No hubo lucha. Solo un leve estremecimiento colectivo, un último intento de acurrucarse más. Luego, el silencio.
La energía fluyó hacia Valen, un torrente cálido y reconfortante que ahogó la culpa, el remordimiento, el eco de los ojos de Eco. La fuerza inundó sus músculos, aclaró su mente, borró el cansancio. Las fisuras pulsaron, satisfechas, el violeta en sus bordes brillando con una luz más fuerte, más segura.
Cuando el flujo cesó, miró la madriguera. Los conejos yacían inmóviles. No estaban muertos, no exactamente. Parecían... disecados. Su pelaje sin brillo, sus cuerpos encogidos, sus ojos opacos y secos. Como juguetes viejos abandonados a décadas de polvo. Habían envejecido décadas en segundos.
Valen respiró hondo. El aire frío del bosque ya no le molestaba. La Sed, por ahora, dormitaba. No había euforia, solo un vacío distinto. El vacío del que ha cruzado un umbral y sabe que no hay vuelta atrás.

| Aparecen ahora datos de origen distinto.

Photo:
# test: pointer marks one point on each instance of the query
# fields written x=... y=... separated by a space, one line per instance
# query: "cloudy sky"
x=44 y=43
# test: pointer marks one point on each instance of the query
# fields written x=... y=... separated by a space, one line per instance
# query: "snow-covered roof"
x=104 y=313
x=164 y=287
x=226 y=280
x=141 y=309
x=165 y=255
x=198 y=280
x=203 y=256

Al pasar cerca de un charco de agua estancada, vio su reflejo. Una nueva franja de pelo, desde la sien izquierda, había perdido todo color. Y en el cuello, la fisura ascendente brillaba con intensidad constante, como una cicatriz de energía.
El bosque susurró a su espalda, pero ahora sonaba diferente. No burlón. Respetuoso. Temeroso.
Valen Thorne, el Arcanista Abandonado, siguió caminando. No miró atrás, ni a la madriguera silenciosa, ni en dirección a donde había dejado a Eco. Cargaba con su hambre, su marca y su reloj de sangre. La compasión era un lujo para otra vida. En esta, solo quedaba la Sed. Y el camino hacia la venganza, empedrado con la juventud robada de todo lo que se interpusiera en su camino.